Hay que sumarle un evento más: la población bacteriana muerta debido al cambio de pH en el rumen va a acumularse en el mismo generando toxinas.
En las paredes bacterianas se encuentra el lipopolisacárido de membrana (endotoxina). Este es un componente mayoritario de las membranas externas de las bacterias Gram -, y es un estimulante del sistema inmune con un potente efecto tóxico. Entre otras funciones, tiene un papel fundamental en la adhesión de las bacterias a las células epiteliales.
La endotoxina en sí es una fracción del lipopolisacárido de la pared celular que, al solubilizarse, actúa como una toxina. Al morir las bacterias, esta endotoxina se libera y se dirige hacia el sistema circulatorio muy rápido.
Además, estas toxinas tienen una afinidad especial por las láminas del corion (unión falange-casco). Si esta unión desaparece se produce lo que se denomina infosura, que hay que distinguir de la laminitis. Si llegamos a esta situación con un animal, solo nos quedará la opción tratamientos paliativos.

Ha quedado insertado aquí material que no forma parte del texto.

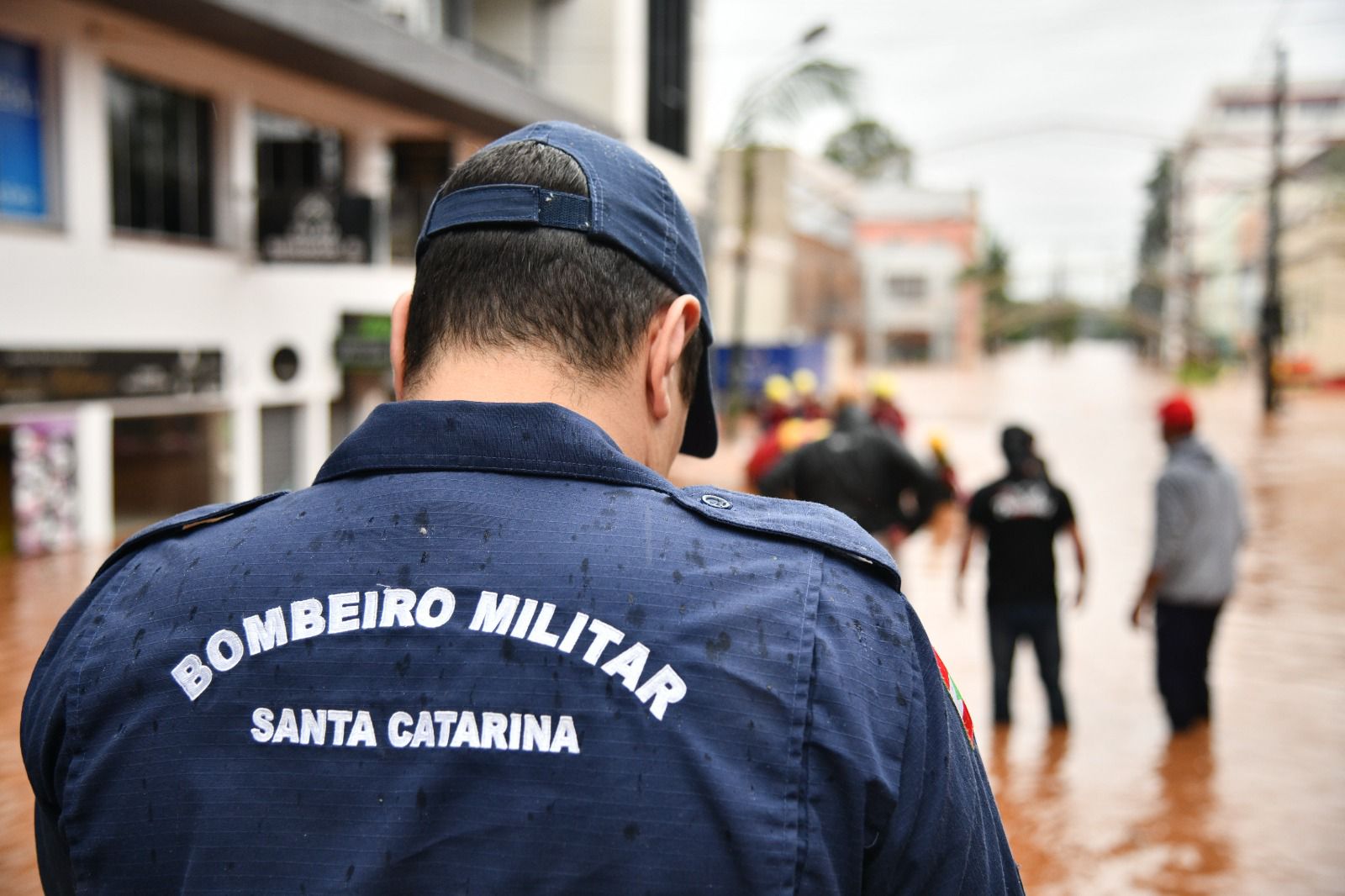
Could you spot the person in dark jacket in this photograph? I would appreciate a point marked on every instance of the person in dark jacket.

Este es un problema muy importante en vacuno lechero, pero también en el ganado de carne.
Por lo tanto, la laminitis y la infosura no se refieren al mismo concepto. Cuando se produce una infosura puede aparecer de varias formas:
- Aguda: cojera de aparición muy rápida.
- Crónica
- Subclínica: como siempre, las presentaciones subclínicas entrañan mayores complicaciones. Es una de las formas de presentación más típicas y de las que más problemas generan.

Normalmente, sabemos que una infosura ha tenido lugar debido a presentaciones clínicas de otras enfermedades relacionadas como:
- Enfermedad de la línea blanca
- Doble suela
- Hematoma subsolar
- Úlcera de palma
- Úlcera en lumbres
- Abscesos en lumbres/ Línea blanca
- Fracturas horizontales del estrato
córneo - Mala calidad del estrato córneo
Todo esto a su vez se debe a lo que se conoce como acidosis ruminal subaguda (ARSA, SARA). Esto provocará la acidosis ruminal posterior, entre otras complicaciones.
En conclusión, si esta situación se produce en un animal únicamente no tiene mayor complicación que manejar ese animal o animales, pero si se debe a un problema en la formulación de la ración que le damos a todos los animales de la granja, la complicación del proceso puede agravarse mucho debido a que serán muchos los animales afectados.